In het lateraal ventrikel, derde ventrikel (gaat door aquaductus cerebri) en vierde ventrikel zit dit
plexus chororideus. Hier wordt het dus aangemaakt. In het vierde ventrikel zijn een aantal
openingen, waar het liquor het ventrikelsysteem uit kan en het de subaragnoidale ruimte in kan
, stromen om de hersenen te omgeven (foramina). Het arachnoid heeft ook uitstulpingen, de
arachnoidale villi, de veneuze bloedsinus in. Deze zijn goed te zien in de sinus sagittalis superior.
Veneuze sinus zijn de venen die onder de dura mater lopen.
Het ruggenmerg is korter dan het wervelkanaal, omdat de lengtegroei van het ruggenmerg bij de
lengtegroei van het wervelkanaal is achtergebleven.
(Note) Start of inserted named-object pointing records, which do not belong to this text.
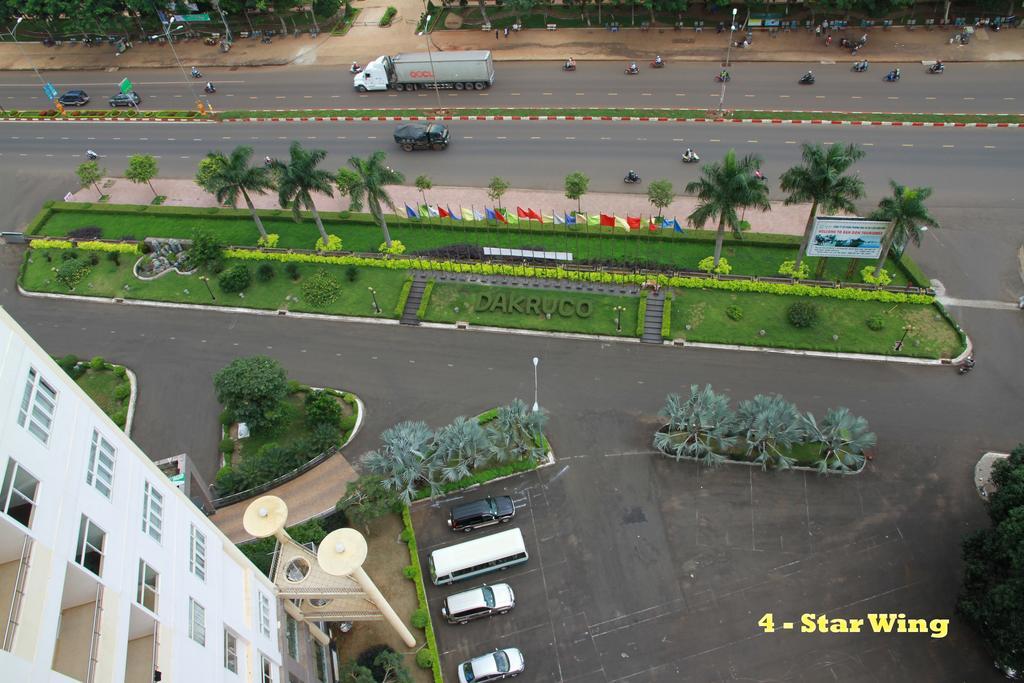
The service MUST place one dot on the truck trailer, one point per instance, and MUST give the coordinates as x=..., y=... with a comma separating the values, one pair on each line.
x=465, y=70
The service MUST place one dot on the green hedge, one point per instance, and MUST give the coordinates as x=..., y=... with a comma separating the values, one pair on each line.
x=422, y=310
x=421, y=593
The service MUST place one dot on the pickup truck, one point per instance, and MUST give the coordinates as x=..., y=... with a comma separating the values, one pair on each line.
x=422, y=136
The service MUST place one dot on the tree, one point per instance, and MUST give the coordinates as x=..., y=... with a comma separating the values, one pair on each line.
x=423, y=183
x=701, y=427
x=659, y=194
x=299, y=178
x=253, y=389
x=820, y=180
x=89, y=173
x=771, y=426
x=230, y=176
x=844, y=438
x=908, y=215
x=366, y=500
x=497, y=188
x=142, y=168
x=722, y=188
x=576, y=186
x=374, y=176
x=993, y=567
x=403, y=462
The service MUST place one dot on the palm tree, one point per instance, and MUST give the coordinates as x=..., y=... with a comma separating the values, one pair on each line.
x=771, y=426
x=373, y=176
x=819, y=180
x=722, y=188
x=908, y=215
x=404, y=462
x=701, y=426
x=232, y=176
x=844, y=438
x=299, y=178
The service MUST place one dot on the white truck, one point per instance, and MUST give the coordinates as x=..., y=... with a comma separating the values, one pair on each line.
x=465, y=70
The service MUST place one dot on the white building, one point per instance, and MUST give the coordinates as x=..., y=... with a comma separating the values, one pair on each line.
x=108, y=572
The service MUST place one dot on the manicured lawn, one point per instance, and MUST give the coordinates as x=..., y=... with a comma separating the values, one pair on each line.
x=705, y=311
x=446, y=297
x=680, y=250
x=108, y=280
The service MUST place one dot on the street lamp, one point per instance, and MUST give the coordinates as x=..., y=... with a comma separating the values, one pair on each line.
x=728, y=56
x=537, y=406
x=373, y=293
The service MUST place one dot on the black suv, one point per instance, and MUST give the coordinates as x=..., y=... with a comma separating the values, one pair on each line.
x=129, y=98
x=74, y=98
x=486, y=511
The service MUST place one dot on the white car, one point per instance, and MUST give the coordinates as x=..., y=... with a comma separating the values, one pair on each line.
x=507, y=663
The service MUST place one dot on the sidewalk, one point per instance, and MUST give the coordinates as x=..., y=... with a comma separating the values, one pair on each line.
x=780, y=220
x=366, y=40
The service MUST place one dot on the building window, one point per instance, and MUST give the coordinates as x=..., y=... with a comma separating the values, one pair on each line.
x=18, y=494
x=320, y=652
x=147, y=587
x=264, y=614
x=89, y=552
x=100, y=472
x=197, y=622
x=38, y=403
x=230, y=651
x=153, y=512
x=197, y=553
x=292, y=635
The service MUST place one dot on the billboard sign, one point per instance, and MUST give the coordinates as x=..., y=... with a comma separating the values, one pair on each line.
x=847, y=238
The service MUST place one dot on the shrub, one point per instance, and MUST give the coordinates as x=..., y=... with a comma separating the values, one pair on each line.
x=802, y=314
x=236, y=279
x=72, y=272
x=321, y=289
x=264, y=272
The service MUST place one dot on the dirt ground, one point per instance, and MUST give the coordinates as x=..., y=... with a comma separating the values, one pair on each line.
x=385, y=559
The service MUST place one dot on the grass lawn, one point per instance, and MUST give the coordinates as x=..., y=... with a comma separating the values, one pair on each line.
x=108, y=280
x=704, y=310
x=446, y=297
x=587, y=244
x=99, y=384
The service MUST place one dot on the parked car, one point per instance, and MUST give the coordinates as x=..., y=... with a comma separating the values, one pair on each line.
x=483, y=512
x=507, y=663
x=74, y=98
x=129, y=98
x=478, y=602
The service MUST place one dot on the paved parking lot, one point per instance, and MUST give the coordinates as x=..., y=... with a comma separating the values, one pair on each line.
x=643, y=569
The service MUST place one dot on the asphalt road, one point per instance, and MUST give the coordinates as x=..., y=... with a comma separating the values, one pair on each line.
x=540, y=154
x=965, y=87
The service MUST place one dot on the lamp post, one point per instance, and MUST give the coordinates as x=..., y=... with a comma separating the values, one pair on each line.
x=728, y=55
x=373, y=293
x=537, y=406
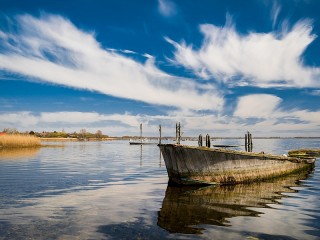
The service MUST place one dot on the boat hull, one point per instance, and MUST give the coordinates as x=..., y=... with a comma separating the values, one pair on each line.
x=188, y=165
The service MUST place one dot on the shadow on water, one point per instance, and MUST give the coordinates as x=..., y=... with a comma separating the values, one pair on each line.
x=187, y=209
x=18, y=153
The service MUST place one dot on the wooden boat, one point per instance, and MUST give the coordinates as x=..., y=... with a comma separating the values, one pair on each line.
x=188, y=209
x=189, y=165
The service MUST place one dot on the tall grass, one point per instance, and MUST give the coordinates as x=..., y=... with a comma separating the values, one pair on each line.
x=18, y=140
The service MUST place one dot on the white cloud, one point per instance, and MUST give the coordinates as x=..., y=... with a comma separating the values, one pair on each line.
x=272, y=121
x=259, y=59
x=275, y=11
x=257, y=106
x=167, y=8
x=52, y=49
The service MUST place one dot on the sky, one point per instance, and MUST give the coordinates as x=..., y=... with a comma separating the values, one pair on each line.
x=218, y=67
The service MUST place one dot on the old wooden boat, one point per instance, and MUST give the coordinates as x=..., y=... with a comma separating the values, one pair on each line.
x=191, y=165
x=187, y=209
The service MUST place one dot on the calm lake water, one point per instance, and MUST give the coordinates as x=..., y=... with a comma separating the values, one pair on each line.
x=111, y=190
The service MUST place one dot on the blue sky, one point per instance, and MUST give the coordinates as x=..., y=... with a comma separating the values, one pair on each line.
x=218, y=67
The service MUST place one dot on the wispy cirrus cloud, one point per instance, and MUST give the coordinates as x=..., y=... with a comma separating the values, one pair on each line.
x=52, y=49
x=167, y=8
x=256, y=59
x=273, y=122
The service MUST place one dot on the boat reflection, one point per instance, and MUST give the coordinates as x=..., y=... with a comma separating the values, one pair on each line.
x=188, y=209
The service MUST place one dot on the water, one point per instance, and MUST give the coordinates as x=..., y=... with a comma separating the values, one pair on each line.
x=111, y=190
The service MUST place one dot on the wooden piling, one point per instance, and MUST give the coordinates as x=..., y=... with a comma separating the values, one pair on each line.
x=200, y=141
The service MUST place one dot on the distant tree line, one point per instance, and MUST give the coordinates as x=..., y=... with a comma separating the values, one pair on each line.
x=82, y=134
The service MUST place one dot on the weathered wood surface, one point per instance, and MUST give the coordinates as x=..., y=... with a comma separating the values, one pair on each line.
x=200, y=165
x=184, y=209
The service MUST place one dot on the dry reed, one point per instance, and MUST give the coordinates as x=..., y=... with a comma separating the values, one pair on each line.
x=19, y=140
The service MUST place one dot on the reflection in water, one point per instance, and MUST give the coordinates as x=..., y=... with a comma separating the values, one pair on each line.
x=17, y=153
x=185, y=208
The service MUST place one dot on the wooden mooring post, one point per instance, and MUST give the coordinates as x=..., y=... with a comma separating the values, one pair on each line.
x=248, y=142
x=200, y=141
x=178, y=133
x=208, y=144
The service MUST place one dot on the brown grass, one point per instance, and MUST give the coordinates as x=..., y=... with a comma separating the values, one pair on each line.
x=18, y=140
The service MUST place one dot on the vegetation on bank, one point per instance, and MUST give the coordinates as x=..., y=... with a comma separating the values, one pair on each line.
x=19, y=140
x=83, y=134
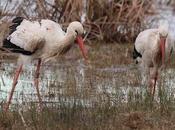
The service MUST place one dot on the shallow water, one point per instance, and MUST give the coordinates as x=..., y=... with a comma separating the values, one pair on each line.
x=79, y=83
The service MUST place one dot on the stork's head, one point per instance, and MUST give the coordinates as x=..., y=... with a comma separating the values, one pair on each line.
x=163, y=33
x=77, y=28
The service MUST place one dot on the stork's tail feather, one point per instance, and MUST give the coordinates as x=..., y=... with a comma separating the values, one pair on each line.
x=136, y=54
x=15, y=23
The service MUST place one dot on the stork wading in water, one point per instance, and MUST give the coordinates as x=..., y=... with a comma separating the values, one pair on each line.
x=41, y=40
x=149, y=49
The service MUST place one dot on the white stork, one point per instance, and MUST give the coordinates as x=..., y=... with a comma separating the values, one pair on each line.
x=42, y=40
x=150, y=49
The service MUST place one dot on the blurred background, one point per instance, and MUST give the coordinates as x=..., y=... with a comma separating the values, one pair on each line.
x=104, y=20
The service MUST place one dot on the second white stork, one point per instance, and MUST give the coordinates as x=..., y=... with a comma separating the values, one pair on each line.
x=42, y=40
x=150, y=49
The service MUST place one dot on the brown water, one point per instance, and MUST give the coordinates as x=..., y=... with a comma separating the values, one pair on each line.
x=74, y=81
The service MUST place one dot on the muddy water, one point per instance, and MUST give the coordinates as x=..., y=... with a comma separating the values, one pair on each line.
x=77, y=82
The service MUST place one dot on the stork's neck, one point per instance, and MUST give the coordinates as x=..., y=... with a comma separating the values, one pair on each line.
x=63, y=45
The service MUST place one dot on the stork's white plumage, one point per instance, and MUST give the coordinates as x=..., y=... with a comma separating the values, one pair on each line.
x=150, y=49
x=42, y=40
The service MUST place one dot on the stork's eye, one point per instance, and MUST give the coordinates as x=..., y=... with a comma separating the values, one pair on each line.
x=76, y=32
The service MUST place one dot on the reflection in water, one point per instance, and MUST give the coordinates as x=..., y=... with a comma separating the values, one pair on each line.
x=77, y=83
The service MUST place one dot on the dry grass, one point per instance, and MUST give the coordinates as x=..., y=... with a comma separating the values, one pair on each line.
x=119, y=20
x=106, y=111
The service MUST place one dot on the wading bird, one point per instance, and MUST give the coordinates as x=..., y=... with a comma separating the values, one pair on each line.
x=149, y=49
x=41, y=40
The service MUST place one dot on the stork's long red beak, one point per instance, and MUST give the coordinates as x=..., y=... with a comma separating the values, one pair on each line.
x=80, y=42
x=162, y=47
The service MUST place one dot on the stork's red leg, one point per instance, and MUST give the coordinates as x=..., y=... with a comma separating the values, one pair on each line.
x=153, y=84
x=15, y=81
x=36, y=81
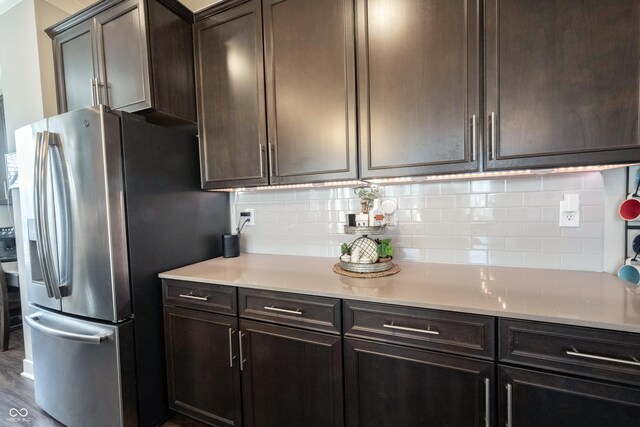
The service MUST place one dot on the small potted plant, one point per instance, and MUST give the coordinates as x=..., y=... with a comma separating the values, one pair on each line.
x=367, y=194
x=385, y=250
x=345, y=250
Tussen het caudale einde van het ruggenmerg
en het caudale einde van de dura zak bevindt zich de met liquor gevulde cisterna /lumbalis.
De dura heeft eigen bloedvaten, het wordt doorbloed door de meningeale arteriën. De veneuze
sinussen zitten tussen de durabladen in. Ze verankeren de dura met de hersenen en worden daarom
ook wel ankervenen genoemd.
Epidurale en subdurale bloeding:
- Epiduraal: buiten de dura (erboven). Kan ontstaan door ruptuur van meningeale arterie
- Subduraal: binnen dura. Kan ontstaan door ruptuur van venen die willen uitmonden in
veneuze sinus.
Beide bloedingen geven zelfde resultaat → ophoping bloed en hersenen worden samengedrukt.
Arteriële systeem:
- Voorste systeem: a. carotis interna
- Achterste systeem: a. vertebralis
Er zijn communicerende takjes tussen de vaten, waardoor er, ondanks ontstoppingen, toch
doorbloeding van het hart plaats kan vinden. Dit noemen ze de cirkel van willis. De namen van de
takken hoef je niet te kennen.
Bloed-hersenbarrière
Bloed-hersenbarrière is belangrijk, want er moet een constant milieu zijn binnen de hersenen. De
barrière voorkomt uitwisseling van stoffen tussen bloed en hersenen, wat zou kunnen leiden tot het
verstoren van de synapsen (omdat de stoffen als neurotransmitter kunnen funcitoneren). De barrière
bestaat uit endotheelcellen, pericyten en astrocyten.